Journal of clinical microbiology1994; 32(4); 893-896; doi: 10.1128/jcm.32.4.893-896.1994

Development and evaluation of PCR test for detection of Taylorella equigenitalis.

Abstract: A PCR for the detection of Taylorella equigenitalis, the causative agent of contagious equine metritis, was developed and evaluated. A genus-specific primer-probe set was derived from the 16S ribosomal DNA sequences. The PCR was specific and amplified a 585-bp product from all 64 available T. equigenitalis isolates.
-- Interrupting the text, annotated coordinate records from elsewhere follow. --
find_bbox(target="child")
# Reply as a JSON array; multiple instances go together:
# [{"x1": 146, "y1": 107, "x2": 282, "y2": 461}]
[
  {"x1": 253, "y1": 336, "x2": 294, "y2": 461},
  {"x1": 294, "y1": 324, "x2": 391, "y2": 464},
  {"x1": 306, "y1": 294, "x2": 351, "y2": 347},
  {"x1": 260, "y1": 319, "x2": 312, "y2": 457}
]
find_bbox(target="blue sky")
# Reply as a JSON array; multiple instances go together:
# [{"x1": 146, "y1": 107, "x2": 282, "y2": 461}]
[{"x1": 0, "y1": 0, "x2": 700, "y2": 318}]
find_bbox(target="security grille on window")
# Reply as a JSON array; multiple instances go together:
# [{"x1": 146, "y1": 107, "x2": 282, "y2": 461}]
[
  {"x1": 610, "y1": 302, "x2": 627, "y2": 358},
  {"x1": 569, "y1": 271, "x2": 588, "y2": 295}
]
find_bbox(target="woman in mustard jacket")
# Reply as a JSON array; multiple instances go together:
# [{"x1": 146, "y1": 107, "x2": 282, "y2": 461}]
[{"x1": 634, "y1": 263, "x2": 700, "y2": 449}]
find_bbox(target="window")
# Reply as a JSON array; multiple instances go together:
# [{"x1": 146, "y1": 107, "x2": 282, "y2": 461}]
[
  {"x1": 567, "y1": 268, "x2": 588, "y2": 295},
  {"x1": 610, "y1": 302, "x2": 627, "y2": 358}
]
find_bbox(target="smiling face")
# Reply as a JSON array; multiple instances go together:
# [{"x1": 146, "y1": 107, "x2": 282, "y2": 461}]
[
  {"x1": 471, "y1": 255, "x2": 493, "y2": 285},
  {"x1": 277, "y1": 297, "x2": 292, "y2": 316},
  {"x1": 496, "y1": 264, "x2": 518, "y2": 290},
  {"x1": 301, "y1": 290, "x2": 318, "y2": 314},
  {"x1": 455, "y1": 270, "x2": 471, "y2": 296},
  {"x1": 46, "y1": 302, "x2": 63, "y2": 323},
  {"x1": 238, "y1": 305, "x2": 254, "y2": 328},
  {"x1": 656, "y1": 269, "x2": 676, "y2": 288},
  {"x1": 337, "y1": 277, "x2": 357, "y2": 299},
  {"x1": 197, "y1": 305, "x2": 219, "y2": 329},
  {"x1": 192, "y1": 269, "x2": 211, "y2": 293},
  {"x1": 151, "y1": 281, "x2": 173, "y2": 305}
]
This PCR product hybridized with a specific probe in a dot spot assay. A variety of microorganisms from the genital tracts of horses or with a close phylogenetic relationship to T. equigenitalis did not yield a visible PCR product and were all negative in the dot spot hybridization assay. The results of the PCR assay were compared with those of culture by using 191 genital swabs from horses of several breeds. We demonstrate that the sensitivity of the PCR assay is superior to that of culture. The assay is most sensitive when DNA from culture plates incubated for at least 2 days is used. Of the tested samples, 1.5% were positive in the culture assay, whereas 35% were positive in the culture PCR assay. PCR-positive samples were obtained from all breeds tested. This means that many T. equigenitalis-carrying horses go unidentified by the current culturing technique. This affects current views about the spread and control of T. equigenitalis.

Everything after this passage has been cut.